Thomas V. McDonald, M.D., Professor of medicine (cardiology) and of molecular pharmacology
Thomas V. McDonald, M.D., Professor of medicine (cardiology) and of molecular pharmacology
Many individualized diagnostics and therapeutics have already found their way into everyday clinical practice. The recent case of Adam (not his real name), a young boy who was treated at The Children’s Hospital at Montefiore, is a perfect example.

After fainting several times, Adam was diagnosed with long QT syndrome, a type of arrhythmia that can cause fast, chaotic heartbeats, with potentially fatal consequences. In the past, the boy would probably have been given the standard anti-arrhythmia therapy, a beta blocker. His doctors might also have recommended an implantable cardiodefibrillator (ICD), a small device that can instantly detect and correct abnormal heart rhythms.

Since implanting an ICD requires surgery and carries some risks, it is usually reserved for patients with dangerous arrhythmias or a lethal family history of the disease. But Adam was adopted and his family’s history was unknown, so the risk-benefit ratio of implanting an ICD was difficult to assess. Fortunately, Adam’s Montefiore doctors were able to find exactly what therapies he needed, no more and no less.

“We now know many of the genetic mutations that can cause long QT,” explains one of his caregivers, Thomas V. McDonald, M.D., professor of medicine (cardiology) and of molecular pharmacology at Einstein, attending cardiologist at Montefiore and co-director of the Montefiore Einstein Cardiogenetics Clinic. “So, as a matter of routine, we sent a sample of Adam’s DNA to the lab for genetic testing.”

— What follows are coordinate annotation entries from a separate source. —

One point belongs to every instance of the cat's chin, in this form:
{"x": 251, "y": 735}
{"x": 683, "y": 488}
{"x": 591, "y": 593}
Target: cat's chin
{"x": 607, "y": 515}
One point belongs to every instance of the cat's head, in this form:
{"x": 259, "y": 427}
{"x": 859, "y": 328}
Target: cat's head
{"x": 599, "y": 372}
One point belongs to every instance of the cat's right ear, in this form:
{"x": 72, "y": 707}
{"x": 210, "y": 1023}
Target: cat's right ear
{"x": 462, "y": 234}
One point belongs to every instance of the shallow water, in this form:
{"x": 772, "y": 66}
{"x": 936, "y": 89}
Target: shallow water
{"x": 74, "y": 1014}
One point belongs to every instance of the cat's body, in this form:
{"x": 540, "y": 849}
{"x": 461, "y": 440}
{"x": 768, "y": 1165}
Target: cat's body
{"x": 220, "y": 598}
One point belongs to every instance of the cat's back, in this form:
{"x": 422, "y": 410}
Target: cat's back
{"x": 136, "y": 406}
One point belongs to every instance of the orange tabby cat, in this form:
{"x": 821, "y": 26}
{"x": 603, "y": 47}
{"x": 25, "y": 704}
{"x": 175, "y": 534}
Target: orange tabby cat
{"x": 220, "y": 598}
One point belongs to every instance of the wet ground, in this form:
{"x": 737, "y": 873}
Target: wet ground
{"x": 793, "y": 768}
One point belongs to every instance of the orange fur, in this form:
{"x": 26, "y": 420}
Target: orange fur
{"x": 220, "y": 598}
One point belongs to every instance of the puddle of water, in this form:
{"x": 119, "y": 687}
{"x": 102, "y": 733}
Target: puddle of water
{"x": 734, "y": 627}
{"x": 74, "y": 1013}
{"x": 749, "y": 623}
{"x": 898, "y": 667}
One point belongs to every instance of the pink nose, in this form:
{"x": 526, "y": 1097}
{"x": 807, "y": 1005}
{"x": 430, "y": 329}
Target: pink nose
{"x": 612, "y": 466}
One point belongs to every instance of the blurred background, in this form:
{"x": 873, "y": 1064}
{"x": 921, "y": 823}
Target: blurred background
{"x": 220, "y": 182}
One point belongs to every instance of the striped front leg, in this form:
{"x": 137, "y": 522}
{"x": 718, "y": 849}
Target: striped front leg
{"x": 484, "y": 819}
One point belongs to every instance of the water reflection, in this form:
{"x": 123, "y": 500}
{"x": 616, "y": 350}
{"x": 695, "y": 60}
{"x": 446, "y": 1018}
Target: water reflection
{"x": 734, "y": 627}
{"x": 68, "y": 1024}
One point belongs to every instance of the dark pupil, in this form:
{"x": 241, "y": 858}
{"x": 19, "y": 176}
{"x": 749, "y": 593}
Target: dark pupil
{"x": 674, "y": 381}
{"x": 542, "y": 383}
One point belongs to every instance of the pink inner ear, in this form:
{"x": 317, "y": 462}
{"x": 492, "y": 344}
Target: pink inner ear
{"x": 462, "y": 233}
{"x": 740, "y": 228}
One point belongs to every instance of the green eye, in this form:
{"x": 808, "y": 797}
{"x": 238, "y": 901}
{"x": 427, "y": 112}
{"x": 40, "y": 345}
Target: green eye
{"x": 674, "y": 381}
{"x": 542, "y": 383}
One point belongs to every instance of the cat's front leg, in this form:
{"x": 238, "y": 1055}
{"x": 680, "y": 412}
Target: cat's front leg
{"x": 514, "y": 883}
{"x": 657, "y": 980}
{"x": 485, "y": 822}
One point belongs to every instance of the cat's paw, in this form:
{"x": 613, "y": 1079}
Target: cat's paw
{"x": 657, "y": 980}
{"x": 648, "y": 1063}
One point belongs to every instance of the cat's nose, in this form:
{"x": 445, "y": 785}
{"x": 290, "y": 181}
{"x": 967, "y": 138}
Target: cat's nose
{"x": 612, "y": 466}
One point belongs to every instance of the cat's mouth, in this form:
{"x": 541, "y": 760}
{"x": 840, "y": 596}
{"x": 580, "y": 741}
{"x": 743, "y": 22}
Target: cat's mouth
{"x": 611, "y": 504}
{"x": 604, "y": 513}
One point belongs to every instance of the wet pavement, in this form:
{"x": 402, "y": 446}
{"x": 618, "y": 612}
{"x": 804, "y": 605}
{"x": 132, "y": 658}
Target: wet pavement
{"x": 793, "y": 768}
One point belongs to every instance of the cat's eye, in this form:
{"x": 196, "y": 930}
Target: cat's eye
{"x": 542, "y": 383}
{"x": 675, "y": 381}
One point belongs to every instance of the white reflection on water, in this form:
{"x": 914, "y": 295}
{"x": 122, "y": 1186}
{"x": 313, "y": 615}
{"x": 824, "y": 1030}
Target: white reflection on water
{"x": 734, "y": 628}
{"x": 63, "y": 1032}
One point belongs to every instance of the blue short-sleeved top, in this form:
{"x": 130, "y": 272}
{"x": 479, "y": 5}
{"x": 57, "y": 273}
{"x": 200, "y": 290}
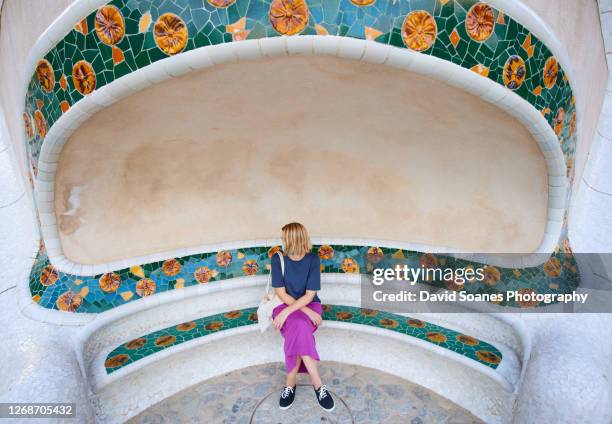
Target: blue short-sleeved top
{"x": 300, "y": 276}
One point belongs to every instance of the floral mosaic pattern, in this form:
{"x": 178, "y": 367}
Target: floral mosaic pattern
{"x": 126, "y": 35}
{"x": 54, "y": 289}
{"x": 151, "y": 343}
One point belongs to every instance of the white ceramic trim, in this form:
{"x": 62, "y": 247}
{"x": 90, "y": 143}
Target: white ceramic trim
{"x": 251, "y": 49}
{"x": 205, "y": 57}
{"x": 98, "y": 378}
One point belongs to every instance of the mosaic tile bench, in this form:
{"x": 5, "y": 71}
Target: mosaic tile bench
{"x": 124, "y": 36}
{"x": 54, "y": 289}
{"x": 149, "y": 344}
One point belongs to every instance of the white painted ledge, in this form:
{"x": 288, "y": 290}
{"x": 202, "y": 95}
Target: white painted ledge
{"x": 250, "y": 49}
{"x": 355, "y": 49}
{"x": 480, "y": 393}
{"x": 590, "y": 223}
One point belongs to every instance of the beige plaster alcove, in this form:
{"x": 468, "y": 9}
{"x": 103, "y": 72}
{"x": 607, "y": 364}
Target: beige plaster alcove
{"x": 348, "y": 148}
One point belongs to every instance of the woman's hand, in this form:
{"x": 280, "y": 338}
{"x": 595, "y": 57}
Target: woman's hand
{"x": 280, "y": 319}
{"x": 314, "y": 317}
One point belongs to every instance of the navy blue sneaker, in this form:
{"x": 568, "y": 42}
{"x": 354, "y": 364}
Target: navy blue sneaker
{"x": 287, "y": 397}
{"x": 324, "y": 398}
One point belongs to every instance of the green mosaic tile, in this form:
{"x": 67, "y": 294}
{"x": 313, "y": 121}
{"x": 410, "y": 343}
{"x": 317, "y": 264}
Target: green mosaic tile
{"x": 148, "y": 344}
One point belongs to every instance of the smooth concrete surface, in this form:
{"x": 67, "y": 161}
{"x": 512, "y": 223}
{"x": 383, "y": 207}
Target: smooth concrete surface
{"x": 348, "y": 148}
{"x": 575, "y": 22}
{"x": 591, "y": 216}
{"x": 362, "y": 396}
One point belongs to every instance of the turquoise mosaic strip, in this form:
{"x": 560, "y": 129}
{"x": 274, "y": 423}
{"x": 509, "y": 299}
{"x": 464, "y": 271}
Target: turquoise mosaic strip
{"x": 54, "y": 289}
{"x": 126, "y": 35}
{"x": 166, "y": 338}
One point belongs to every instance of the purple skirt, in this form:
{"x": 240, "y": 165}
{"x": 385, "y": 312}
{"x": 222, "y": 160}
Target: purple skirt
{"x": 298, "y": 332}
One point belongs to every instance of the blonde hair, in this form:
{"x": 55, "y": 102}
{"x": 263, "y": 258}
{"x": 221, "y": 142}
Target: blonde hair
{"x": 296, "y": 239}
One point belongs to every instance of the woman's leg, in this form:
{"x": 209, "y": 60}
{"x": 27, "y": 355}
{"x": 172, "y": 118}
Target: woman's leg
{"x": 311, "y": 366}
{"x": 292, "y": 376}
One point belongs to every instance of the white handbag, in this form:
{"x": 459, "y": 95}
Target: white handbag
{"x": 269, "y": 301}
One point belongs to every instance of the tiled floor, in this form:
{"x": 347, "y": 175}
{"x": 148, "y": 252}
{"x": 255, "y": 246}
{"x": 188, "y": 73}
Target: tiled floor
{"x": 363, "y": 395}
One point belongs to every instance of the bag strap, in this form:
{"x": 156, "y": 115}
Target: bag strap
{"x": 280, "y": 255}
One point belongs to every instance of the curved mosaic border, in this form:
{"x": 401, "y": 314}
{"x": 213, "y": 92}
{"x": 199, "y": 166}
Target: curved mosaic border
{"x": 149, "y": 344}
{"x": 125, "y": 45}
{"x": 54, "y": 289}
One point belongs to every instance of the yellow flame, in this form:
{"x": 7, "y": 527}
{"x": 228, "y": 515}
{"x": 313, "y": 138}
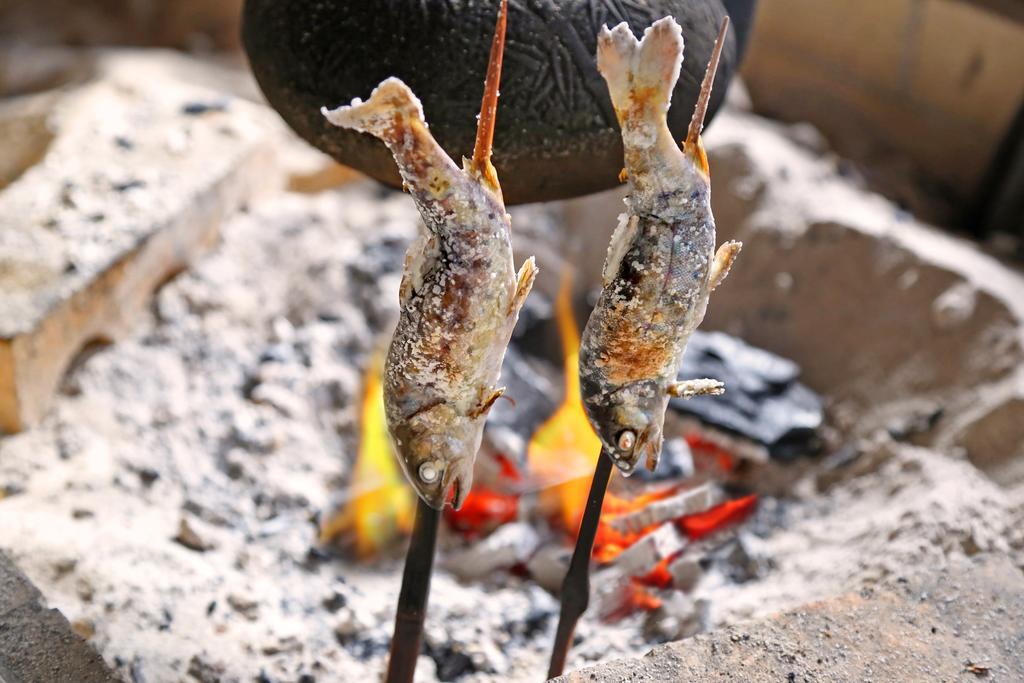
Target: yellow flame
{"x": 380, "y": 502}
{"x": 565, "y": 449}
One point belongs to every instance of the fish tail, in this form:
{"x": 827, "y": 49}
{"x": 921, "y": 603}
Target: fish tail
{"x": 394, "y": 115}
{"x": 390, "y": 110}
{"x": 641, "y": 74}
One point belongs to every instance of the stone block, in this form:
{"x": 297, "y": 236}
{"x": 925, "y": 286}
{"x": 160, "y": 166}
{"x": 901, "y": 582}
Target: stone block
{"x": 119, "y": 184}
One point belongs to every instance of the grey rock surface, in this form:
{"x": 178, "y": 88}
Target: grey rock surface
{"x": 37, "y": 644}
{"x": 964, "y": 623}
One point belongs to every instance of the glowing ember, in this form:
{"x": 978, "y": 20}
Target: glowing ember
{"x": 380, "y": 503}
{"x": 564, "y": 449}
{"x": 730, "y": 512}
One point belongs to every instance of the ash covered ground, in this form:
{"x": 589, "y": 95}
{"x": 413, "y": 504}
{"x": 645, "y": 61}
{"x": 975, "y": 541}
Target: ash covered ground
{"x": 168, "y": 504}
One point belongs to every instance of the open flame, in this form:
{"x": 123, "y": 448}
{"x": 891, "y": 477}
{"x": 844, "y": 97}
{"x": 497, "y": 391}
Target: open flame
{"x": 561, "y": 458}
{"x": 564, "y": 449}
{"x": 380, "y": 503}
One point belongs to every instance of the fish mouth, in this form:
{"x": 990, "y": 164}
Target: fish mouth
{"x": 648, "y": 443}
{"x": 455, "y": 486}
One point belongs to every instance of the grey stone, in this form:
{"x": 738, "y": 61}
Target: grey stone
{"x": 37, "y": 644}
{"x": 961, "y": 623}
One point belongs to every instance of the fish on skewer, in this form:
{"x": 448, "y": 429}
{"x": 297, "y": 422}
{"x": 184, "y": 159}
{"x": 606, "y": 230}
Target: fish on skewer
{"x": 460, "y": 294}
{"x": 662, "y": 263}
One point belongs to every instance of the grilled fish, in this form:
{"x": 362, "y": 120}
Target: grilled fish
{"x": 460, "y": 294}
{"x": 662, "y": 263}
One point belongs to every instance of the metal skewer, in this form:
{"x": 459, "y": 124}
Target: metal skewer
{"x": 413, "y": 597}
{"x": 576, "y": 586}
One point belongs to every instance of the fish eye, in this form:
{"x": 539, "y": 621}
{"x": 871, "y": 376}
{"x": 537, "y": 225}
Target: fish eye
{"x": 627, "y": 439}
{"x": 428, "y": 472}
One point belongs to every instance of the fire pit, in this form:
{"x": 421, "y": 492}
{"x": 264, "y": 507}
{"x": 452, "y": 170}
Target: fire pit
{"x": 211, "y": 499}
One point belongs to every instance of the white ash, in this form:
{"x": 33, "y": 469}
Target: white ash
{"x": 686, "y": 503}
{"x": 235, "y": 407}
{"x": 170, "y": 498}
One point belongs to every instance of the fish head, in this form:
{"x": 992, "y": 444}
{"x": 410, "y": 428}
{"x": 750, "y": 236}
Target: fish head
{"x": 436, "y": 450}
{"x": 629, "y": 423}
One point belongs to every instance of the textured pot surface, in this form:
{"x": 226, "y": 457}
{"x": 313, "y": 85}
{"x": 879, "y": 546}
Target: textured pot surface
{"x": 556, "y": 135}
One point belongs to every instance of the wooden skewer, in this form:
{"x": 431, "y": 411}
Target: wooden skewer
{"x": 412, "y": 610}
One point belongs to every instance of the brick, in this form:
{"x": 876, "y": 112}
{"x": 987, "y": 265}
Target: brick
{"x": 129, "y": 184}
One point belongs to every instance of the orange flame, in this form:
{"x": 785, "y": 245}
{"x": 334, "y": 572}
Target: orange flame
{"x": 564, "y": 449}
{"x": 380, "y": 503}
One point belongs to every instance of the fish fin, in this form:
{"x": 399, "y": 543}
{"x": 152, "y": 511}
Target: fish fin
{"x": 390, "y": 105}
{"x": 641, "y": 74}
{"x": 488, "y": 107}
{"x": 419, "y": 260}
{"x": 524, "y": 283}
{"x": 486, "y": 402}
{"x": 691, "y": 388}
{"x": 724, "y": 258}
{"x": 621, "y": 242}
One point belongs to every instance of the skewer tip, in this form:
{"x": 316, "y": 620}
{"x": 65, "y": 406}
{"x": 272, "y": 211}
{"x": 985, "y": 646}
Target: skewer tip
{"x": 700, "y": 111}
{"x": 488, "y": 108}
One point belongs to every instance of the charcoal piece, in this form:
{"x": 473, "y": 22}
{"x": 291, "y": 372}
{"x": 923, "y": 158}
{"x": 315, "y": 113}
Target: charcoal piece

The test revealed a genetic variant never before seen—a result that would put most cardiologists back at square one. But Dr. McDonald’s lab was equipped to delve deeper into Adam’s DNA anomalies using sophisticated genetic sleuthing. Then his team recreated that mutation in a cellular model and determined its physiological effect.

“We found that Adam’s mutation wasn’t a severely deleterious variant, so an ICD wasn’t necessary,” he says. “We were able to reassure his family that he has little risk of sudden cardiac death."

What’s more, Dr. McDonald was able to recommend appropriate treatment for Adam’s particular arrhythmia risk. All genetic mutations that cause long QT do so by disturbing ion channels in the heart. However, the various mutations affect different channels in different ways and thus require different remedies.

“In Adam’s case, the genetic variation caused a gain of function in his heart’s potassium channels, which is best treated with beta blockers,” says Dr. McDonald, a basic researcher as well as a clinician. “If, on the other hand, his potassium channels were underactive, we would be looking at different drugs.”